Getting paid doesn’t make us impervious to hurt feelings. It doesn’t mean we don’t care if our clients disappear, or that we don’t wonder if it was something we did that drove them out the door, or whether the relationship had been silently corroding over time.
Psychotherapy isn’t all breathing techniques and inquiries into your father’s narcissistic wounding. In fact, that’s just the icing on the cake. Therapy is about building an authentic relationship with a caring other. Possibly one of the most intimate relationships of your life.
And after you build it? You’ve got to tear it down.
And make no mistake, how you do that matters.
* If you avoid phone calls or simply stop coming to your sessions, that’s hiding, not terminating.
* If your appointments suddenly become inconvenient given your busy schedule, job, or lover, that is running, not ending.
* If you make up a story in order to “let your therapist down easy,” that is avoiding, not terminating.
* If you slam the door behind you, leaving as a result of shame, or anger, that is also not ending, that is bolting.
We love you, but if it makes you feel any better, it’s our job to get you the hell off our couch, and back into the world!

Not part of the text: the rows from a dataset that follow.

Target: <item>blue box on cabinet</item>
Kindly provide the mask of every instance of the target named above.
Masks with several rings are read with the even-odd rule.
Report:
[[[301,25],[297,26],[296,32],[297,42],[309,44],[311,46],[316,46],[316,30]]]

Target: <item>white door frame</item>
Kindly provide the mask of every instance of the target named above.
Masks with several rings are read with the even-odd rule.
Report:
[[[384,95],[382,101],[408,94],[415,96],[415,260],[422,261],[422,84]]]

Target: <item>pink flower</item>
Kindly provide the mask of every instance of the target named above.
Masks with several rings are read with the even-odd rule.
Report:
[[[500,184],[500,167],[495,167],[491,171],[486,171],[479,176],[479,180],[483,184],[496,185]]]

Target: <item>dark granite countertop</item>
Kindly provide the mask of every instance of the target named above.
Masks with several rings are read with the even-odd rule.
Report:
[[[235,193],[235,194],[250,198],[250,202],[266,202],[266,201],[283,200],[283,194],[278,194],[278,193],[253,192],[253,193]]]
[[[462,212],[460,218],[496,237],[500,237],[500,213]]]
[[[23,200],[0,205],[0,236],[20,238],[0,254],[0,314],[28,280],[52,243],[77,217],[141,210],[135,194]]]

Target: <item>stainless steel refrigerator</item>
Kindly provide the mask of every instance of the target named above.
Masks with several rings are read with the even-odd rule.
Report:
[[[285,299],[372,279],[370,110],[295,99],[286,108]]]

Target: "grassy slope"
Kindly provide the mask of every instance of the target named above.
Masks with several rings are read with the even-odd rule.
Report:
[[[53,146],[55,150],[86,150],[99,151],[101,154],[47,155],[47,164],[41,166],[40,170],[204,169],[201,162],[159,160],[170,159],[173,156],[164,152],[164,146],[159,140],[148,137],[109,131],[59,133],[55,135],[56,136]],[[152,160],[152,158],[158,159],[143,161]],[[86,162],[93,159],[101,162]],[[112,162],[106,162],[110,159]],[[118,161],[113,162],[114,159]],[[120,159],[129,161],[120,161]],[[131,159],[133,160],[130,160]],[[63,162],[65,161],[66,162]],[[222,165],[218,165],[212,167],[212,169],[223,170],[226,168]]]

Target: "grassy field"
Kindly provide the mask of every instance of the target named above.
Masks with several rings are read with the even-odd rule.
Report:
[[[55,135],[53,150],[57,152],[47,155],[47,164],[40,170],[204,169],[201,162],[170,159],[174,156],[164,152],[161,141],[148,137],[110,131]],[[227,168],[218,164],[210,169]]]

I promise you, we know its coming.
So, as soon as you start thinking about leaving, bring it up in your sessions, just like you would any other topic. Explore it with the same curiosity and interest as you would your romantic relationships, your mother’s depression, or the fact that you think about Jello every time you have sex.
Tell your therapist if you’ve been feeling dissatisfied with the course of treatment, if you don’t feel supported, challenged, loved, empowered, confronted, pushed, whatever. Just tell them. Or, tell them that you’re finally happy and you don’t want therapy to bring you down. Tell them. Tell them that you saw their frighteningly pale skin at a hot spring, and now you can’t un-see what you saw. Just tell them.
Allow your therapist to be a part of this important decision. If you dare, let them congratulate you on the strength it must have taken to make it.
How you end this relationship will influence how you remember it. Think of the good-bye as a way to seal in the value. If you sneak, or run away, that will forever taint your experience of therapy, giving you no choice but to dart behind dumpsters and parked cars whenever you see anyone who resembles Chippa. Um, I mean, your counselor.
The termination (ending) phase of therapy might just be the most pivotal part of your work. Patterns and textures around other endings in your life can be revisited, sometimes painfully, sometimes with new and wider eyes. Let this ending be a source of pride, collaboration, growth and strength. Don’t rob yourself of that.
In therapy, it is possible to have both a sad goodbye and a happy ending.